A ‘Made in Toronto’ Solution
Toronto is lucky to be situated right next to an enormous source of cold water – Lake Ontario. Water is most dense at 4 degrees Celsius, so the water at the bottom of the lake consistently stays at this low temperature all year round. A district cooling system was constructed in the early 2000s to bring cold water from a depth of 83m in Lake Ontario to cooling loads in the city. The diagram below shows a simplified schematic of how the system operates.

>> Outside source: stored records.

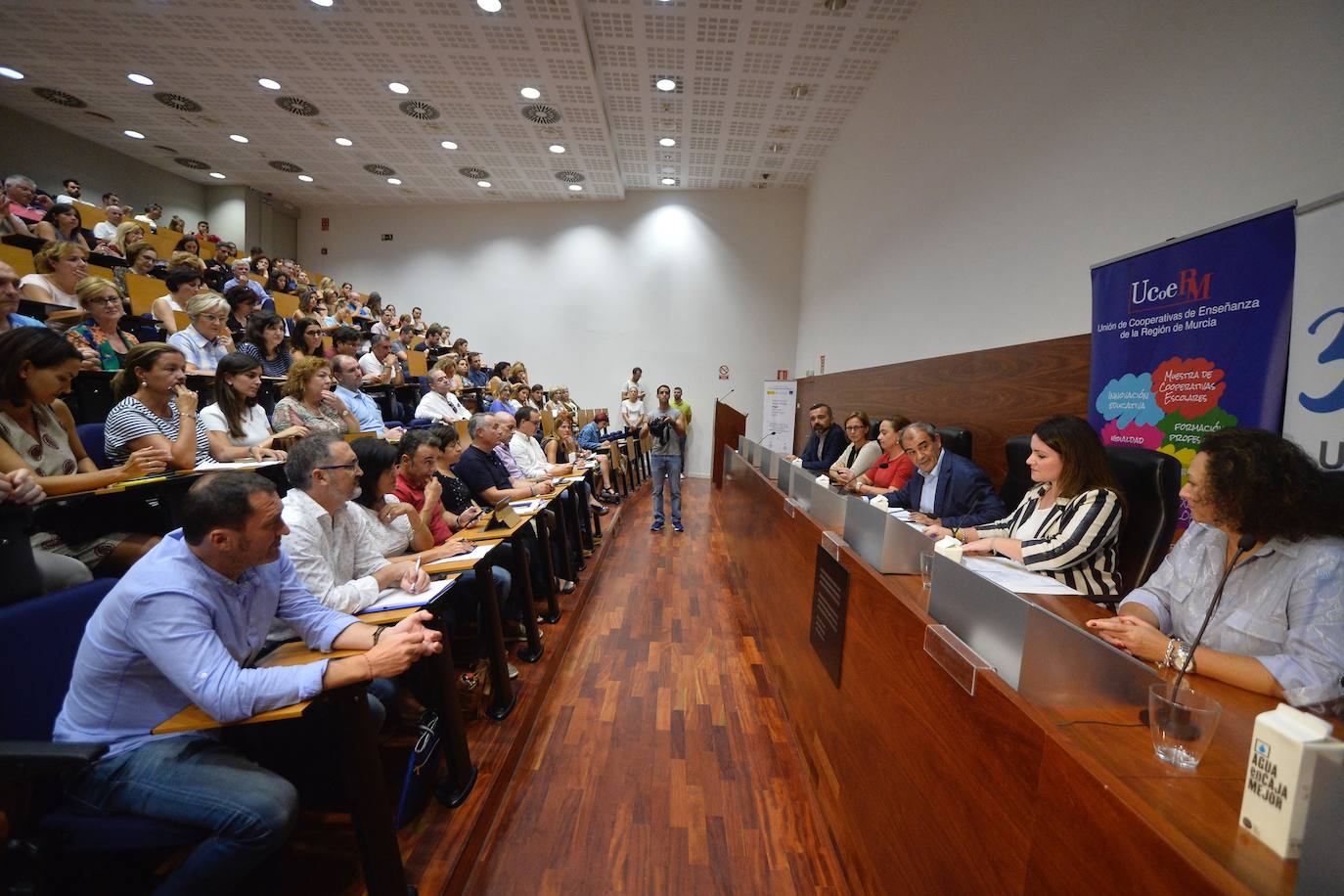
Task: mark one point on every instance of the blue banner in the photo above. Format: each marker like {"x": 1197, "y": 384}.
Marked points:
{"x": 1192, "y": 336}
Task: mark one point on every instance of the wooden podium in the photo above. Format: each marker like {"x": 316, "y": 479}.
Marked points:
{"x": 729, "y": 425}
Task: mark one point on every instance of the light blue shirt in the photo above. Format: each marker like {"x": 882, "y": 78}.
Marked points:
{"x": 1281, "y": 606}
{"x": 365, "y": 409}
{"x": 172, "y": 633}
{"x": 929, "y": 493}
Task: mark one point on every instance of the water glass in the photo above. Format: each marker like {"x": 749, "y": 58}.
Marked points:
{"x": 1182, "y": 724}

Water at 4 degrees C is drawn from Lake Ontario and processed at a water treatment plant. Heat exchangers cool the district chilled water loop by transferring heat to the treated lake water. After passing through the heat exchangers, the treated water drawn from the lake feeds Toronto’s potable water supply, meaning that a high temperature discharge stream is not polluting the Lake. Supplemental chillers are on standby to provide additional cooling when the lake water can’t meet the demand. The company that owns and operates the system is called Enwave Energy Corporation.

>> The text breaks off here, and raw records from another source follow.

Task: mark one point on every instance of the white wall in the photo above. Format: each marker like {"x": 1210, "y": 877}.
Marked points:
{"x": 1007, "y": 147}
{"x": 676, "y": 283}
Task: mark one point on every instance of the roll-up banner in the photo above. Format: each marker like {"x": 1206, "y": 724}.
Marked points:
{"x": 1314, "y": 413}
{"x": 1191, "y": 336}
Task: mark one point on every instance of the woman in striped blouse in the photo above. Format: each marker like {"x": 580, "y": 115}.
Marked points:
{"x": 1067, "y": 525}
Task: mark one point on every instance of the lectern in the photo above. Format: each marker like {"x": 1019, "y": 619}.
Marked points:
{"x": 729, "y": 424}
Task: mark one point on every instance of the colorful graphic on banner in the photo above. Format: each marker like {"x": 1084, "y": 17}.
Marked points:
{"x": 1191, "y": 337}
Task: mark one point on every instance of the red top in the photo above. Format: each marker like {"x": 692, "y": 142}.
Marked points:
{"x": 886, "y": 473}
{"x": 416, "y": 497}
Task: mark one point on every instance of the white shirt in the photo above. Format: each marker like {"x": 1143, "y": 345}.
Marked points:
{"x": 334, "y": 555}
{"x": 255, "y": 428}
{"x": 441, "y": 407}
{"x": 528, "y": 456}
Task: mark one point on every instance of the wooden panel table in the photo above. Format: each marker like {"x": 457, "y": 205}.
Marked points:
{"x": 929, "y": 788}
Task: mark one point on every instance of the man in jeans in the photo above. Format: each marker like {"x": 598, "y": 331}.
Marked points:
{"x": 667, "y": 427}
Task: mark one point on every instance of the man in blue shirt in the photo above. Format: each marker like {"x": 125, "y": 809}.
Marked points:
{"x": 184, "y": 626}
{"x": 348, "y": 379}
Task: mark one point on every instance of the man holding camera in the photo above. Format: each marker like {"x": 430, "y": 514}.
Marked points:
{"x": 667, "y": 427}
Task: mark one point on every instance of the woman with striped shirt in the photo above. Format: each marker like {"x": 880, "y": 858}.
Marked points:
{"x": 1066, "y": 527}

Much less energy is required to run the deep lake water cooling plant than a traditional plant because of the temperature at which the heat is being rejected. A cooling tower system rejects heat at the ambient wet bulb temperature (for Toronto, the design condition is 22.3 degrees Celsius), whereas deep lake cooling rejects heat at 4 degrees Celsius, achieving a much higher thermodynamic efficiency. Electricity use can be reduced by up to 90% over standard building chiller/cooling tower systems.
Deep Lake Cooling at UHN
UHN is connected to the Enwave system at Toronto Rehab Institute University Centre. Some of the benefits of this system include:
- Reduction in the amount of HVAC equipment installed on site (no chillers/cooling towers) – more space dedicated to patients
- Elimination of CFCs on site
- Elimination potential issues involving cooling tower contamination
- Lower electricity consumption and demand
- Environmental benefits of reduced electricity demand, such as less air pollution from generating stations and fewer greenhouse gas emissions attributable to the building/UHN
Contributing to economic, performance, and environmental goals, deep lake water cooling is a perfect example of the triple bottom line philosophy which guides projects at UHN’s Energy and Environment department.